Para ajudar nesse trabalho de convencimento dos congressistas para alterarem as regras ambientais, Bolsonaro escalou para sua equipe um conhecido defensor dos interesses das mineradoras no Congresso Nacional: Leonardo Quintão, deputado federal do MDB de Minas Gerais que não foi reeleito e a partir da próxima semana será o articulador político da Casa Civil junto ao Senado Federal. Quintão foi o deputado responsável por afrouxar o poder de fiscalização que a Agência Nacional de Mineração (ANM).

O jornal Valor Econômico revelou na edição desta terça-feira que o parlamentar foi o responsável por retirar da medida provisória que criou a ANM dois os artigos essenciais para a fiscalização.

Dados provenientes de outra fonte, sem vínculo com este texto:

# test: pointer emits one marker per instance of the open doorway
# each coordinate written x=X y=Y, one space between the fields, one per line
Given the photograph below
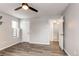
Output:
x=56 y=34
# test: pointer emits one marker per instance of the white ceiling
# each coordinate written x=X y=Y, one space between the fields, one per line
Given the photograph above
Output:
x=44 y=9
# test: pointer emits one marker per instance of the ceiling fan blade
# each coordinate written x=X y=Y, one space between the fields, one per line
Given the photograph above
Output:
x=18 y=8
x=33 y=9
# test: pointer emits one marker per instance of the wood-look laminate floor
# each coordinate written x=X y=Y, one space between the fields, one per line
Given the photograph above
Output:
x=26 y=49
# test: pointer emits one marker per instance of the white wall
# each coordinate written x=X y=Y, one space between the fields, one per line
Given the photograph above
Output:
x=39 y=30
x=72 y=30
x=25 y=26
x=6 y=38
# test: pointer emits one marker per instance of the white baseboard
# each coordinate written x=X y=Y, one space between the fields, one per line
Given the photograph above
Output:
x=40 y=43
x=9 y=45
x=67 y=52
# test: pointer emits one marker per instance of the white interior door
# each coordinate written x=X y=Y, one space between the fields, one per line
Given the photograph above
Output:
x=61 y=35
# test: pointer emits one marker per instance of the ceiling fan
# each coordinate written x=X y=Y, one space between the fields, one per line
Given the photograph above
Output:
x=26 y=6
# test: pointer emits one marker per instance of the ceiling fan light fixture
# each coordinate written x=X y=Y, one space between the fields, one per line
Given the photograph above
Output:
x=24 y=7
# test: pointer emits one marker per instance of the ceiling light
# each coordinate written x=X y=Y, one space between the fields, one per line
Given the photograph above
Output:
x=25 y=7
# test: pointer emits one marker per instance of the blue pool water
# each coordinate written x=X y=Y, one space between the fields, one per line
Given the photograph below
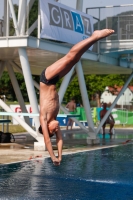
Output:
x=105 y=174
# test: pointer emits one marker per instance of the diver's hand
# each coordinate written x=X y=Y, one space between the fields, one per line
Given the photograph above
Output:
x=56 y=161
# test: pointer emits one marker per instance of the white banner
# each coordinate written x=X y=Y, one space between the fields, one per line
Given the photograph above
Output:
x=62 y=23
x=17 y=109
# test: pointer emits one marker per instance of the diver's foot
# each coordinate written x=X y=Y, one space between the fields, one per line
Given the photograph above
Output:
x=99 y=34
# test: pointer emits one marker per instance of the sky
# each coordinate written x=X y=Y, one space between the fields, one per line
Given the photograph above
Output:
x=86 y=3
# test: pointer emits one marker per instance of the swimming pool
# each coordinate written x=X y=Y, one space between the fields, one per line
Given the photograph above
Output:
x=93 y=175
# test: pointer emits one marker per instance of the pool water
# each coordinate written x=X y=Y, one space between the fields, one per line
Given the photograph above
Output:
x=92 y=175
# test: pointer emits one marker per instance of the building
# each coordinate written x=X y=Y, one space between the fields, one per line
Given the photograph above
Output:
x=110 y=93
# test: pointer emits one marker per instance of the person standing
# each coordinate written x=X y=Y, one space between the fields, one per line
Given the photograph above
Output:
x=110 y=120
x=71 y=106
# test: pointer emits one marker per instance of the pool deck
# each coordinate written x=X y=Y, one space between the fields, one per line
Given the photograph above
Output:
x=74 y=141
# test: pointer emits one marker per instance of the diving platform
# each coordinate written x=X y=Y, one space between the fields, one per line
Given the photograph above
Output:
x=42 y=53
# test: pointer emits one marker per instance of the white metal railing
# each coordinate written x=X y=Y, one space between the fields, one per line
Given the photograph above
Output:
x=119 y=18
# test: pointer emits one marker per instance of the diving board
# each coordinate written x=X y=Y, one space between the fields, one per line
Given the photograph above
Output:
x=35 y=114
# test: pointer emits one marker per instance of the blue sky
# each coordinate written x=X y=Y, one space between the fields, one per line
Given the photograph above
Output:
x=86 y=3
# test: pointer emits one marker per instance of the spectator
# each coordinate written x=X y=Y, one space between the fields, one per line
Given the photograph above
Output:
x=110 y=120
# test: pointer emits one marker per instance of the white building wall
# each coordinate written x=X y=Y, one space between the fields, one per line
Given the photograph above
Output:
x=125 y=99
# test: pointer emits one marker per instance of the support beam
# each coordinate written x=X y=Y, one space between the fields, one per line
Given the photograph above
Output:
x=20 y=71
x=2 y=65
x=79 y=5
x=85 y=99
x=22 y=16
x=14 y=17
x=114 y=103
x=5 y=17
x=17 y=90
x=29 y=83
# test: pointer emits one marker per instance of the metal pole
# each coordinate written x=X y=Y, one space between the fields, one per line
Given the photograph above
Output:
x=85 y=99
x=14 y=17
x=22 y=16
x=79 y=5
x=17 y=91
x=29 y=83
x=5 y=17
x=114 y=103
x=2 y=65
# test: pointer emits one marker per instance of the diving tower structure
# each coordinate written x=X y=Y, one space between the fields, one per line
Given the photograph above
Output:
x=29 y=55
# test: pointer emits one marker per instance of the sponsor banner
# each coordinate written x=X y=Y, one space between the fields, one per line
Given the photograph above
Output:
x=17 y=109
x=62 y=23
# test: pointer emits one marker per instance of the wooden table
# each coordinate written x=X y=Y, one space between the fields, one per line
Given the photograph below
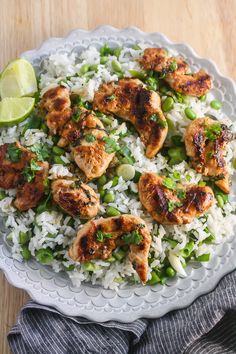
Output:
x=209 y=26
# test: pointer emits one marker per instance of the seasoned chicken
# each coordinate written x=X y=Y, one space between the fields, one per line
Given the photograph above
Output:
x=57 y=104
x=131 y=100
x=30 y=193
x=173 y=206
x=87 y=144
x=13 y=158
x=98 y=238
x=175 y=72
x=75 y=198
x=205 y=141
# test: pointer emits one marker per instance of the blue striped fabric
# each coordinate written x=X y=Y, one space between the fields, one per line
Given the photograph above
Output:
x=208 y=326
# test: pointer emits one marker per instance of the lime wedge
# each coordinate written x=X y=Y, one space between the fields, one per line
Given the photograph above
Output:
x=15 y=110
x=18 y=79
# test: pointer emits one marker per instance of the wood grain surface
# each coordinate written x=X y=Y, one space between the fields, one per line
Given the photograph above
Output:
x=209 y=26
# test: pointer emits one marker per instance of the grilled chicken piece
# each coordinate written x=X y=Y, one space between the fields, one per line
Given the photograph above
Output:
x=10 y=171
x=168 y=206
x=56 y=102
x=131 y=100
x=205 y=141
x=87 y=145
x=30 y=193
x=176 y=72
x=75 y=198
x=87 y=245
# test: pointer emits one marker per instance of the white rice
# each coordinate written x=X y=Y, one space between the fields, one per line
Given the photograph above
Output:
x=53 y=230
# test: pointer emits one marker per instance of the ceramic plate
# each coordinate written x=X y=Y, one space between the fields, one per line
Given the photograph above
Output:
x=132 y=302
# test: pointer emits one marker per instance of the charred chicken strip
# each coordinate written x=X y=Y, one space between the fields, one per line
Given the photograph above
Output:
x=56 y=102
x=205 y=141
x=87 y=144
x=75 y=198
x=173 y=206
x=29 y=194
x=13 y=158
x=98 y=238
x=175 y=72
x=131 y=100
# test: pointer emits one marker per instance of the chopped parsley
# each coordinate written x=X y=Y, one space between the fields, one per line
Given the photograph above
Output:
x=13 y=153
x=90 y=138
x=181 y=194
x=101 y=236
x=110 y=145
x=41 y=150
x=133 y=237
x=76 y=116
x=169 y=183
x=30 y=170
x=212 y=131
x=172 y=206
x=155 y=118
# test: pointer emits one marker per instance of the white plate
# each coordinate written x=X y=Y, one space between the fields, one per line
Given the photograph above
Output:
x=133 y=302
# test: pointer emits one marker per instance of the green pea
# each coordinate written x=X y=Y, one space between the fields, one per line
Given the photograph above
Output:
x=155 y=278
x=119 y=254
x=220 y=201
x=25 y=252
x=58 y=160
x=170 y=272
x=117 y=51
x=84 y=69
x=190 y=114
x=2 y=195
x=110 y=211
x=93 y=67
x=116 y=66
x=215 y=104
x=203 y=98
x=137 y=74
x=115 y=181
x=109 y=197
x=102 y=180
x=23 y=237
x=58 y=151
x=44 y=256
x=103 y=60
x=203 y=258
x=168 y=104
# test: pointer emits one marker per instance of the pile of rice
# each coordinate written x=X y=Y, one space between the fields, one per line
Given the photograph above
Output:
x=56 y=230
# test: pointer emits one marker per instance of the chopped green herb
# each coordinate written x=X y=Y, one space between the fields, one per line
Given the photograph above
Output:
x=13 y=153
x=101 y=236
x=110 y=145
x=181 y=194
x=110 y=98
x=133 y=237
x=212 y=131
x=41 y=150
x=90 y=138
x=169 y=183
x=30 y=170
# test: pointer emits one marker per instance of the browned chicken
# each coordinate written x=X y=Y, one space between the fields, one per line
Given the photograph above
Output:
x=131 y=100
x=75 y=198
x=179 y=205
x=205 y=141
x=88 y=146
x=57 y=104
x=175 y=71
x=13 y=158
x=29 y=194
x=98 y=238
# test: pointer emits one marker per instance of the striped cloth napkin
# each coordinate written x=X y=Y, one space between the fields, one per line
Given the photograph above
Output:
x=208 y=326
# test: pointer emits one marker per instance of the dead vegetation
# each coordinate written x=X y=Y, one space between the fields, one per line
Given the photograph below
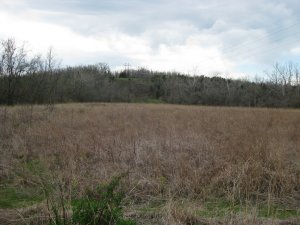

Um que previa que a nova agência pudesse credenciar empresas e técnicos para emitirem laudos sobre a segurança e estabilidade das barragens, como forma de superar a falta de pessoal e verbas para fiscalização, e outro que a criava uma taxa que financiaria as atividades do órgão exatamente nessa área.

Com a retomada dos trabalhos legislativos na próxima sexta-feira e as consequentes eleições para os comandos das duas Casas será possível aferir quais as chances dos projetos que são defendidos pela gestão Bolsonaro avançarem.